There is another approach, which is a copy from lisp to/from non-lisp 
data structures on every round trip to the fortran code. This would 
presumably avoid (or minimize) the problems we've been discussing, but 
I think this would incur a big performance overhead.

I hate to keep flogging this same horse, but I really would like some 
nice matrix package to use from OpenMCL and I get the feeling that the 
one I've cobbled together on my own is suboptimal.
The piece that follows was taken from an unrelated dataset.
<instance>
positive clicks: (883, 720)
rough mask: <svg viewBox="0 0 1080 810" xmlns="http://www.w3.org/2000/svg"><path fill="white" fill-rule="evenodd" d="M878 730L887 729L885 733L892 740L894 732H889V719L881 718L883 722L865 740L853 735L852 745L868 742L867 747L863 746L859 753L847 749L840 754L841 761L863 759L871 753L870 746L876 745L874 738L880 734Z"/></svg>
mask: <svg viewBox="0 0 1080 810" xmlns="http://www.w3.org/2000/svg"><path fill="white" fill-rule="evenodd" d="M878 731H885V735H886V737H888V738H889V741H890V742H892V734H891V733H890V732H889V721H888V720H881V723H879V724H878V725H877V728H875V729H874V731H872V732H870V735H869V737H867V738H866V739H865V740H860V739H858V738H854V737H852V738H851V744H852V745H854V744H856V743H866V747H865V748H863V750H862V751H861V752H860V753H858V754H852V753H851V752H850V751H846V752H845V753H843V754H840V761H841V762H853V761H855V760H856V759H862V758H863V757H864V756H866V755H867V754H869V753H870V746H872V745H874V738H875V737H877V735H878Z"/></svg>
> If you remember the bouncer-in-the-diner analogy, the compaction
> algorithm (the bouncer shoving diner customers around to make all free
> space contiguous) is simple and linear in the number of active
> customers, and it makes subsequent seating (allocation) trivial.
> Partial compaction/relocation algorithms are certainly possible (see
> the traditional MacOS memory manager), but they're generally slower,
> more complicated, less effective, and complicate allocation (see the
> traditional MacOS memory manager.)
>
> I think that the schemes that would work better are:
>
>  - inside a certain syntactic construct , it'd be legal to use some
>    primitive to obtain the address of (at least certain types of) lisp
>    objects and to pass those addresses to foreign code, with the
>    understanding that those addresses have "dynamic extent" and cease
>    to be valid when the construct exits.

Sounds like what I need.

>  - (harder, but more general): provide for the allocation of lisp
>    objects in one or more "static" memory areas.  In general (there
>    may be room for exceptions), the GC might reclaim the memory used
>    by a statically-allocated object, but it would never move such
>    objects around (and it'd be legal/safe for foreign code to point
>    at static objects, and doing so wouldn't constrain the GC from
>    doing whatever it wants to do with "dynamic" objects.)

I like this approach. Does it entail a ton of work?